Mad_Radhu: Wouldn't the exchange have to fail mid-transaction for you to lose your money? If your wealth is stored in BTC, won't it just be sitting in your wallet.dat? It's not like a bank where you have to have them hold your money in an account.

Which does bring up a problem for Bitcoin. Can you do fractional lending with it? If you can't, that limits your ability to create a real banking system that can generate wealth.

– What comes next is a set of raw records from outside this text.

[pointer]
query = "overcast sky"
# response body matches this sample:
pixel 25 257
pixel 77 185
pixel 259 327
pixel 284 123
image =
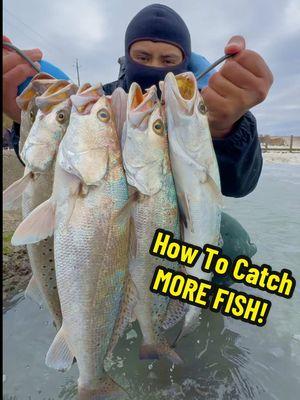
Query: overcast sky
pixel 93 31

The problem is people need to withdraw their BTC from the exchange once they purchase it. If they fail to do that, or the exchange fails to allow it, they keep the BTC and the USD/EUR/whatever.
You could probably make a bank sort of thing with it, and bypass all the sending fees by only changing numbers in tables of who has what, but those points of failure are for another discussion.
From a technical standpoint, Bitcoin is fascinating to read about. From a usability and other standpoints, it's a nightmare.
2013-04-27 01:59:35 PM  
1 votes:
upload.wikimedia.org

/Buy me!
//I always go up, look at my trend!
2013-04-27 01:50:50 PM  
1 votes:
Can't wait to see how all my libertardian friends who invested in bitcoins find a way to blame this on the gub'ment...
vpb [TotalFark]
2013-04-27 01:48:28 PM  
1 votes:

Kuroshin: "But, hey, at least Bitcoin isn't fiat currency, amirite?"

WAT


You know, made out of old Italian cars.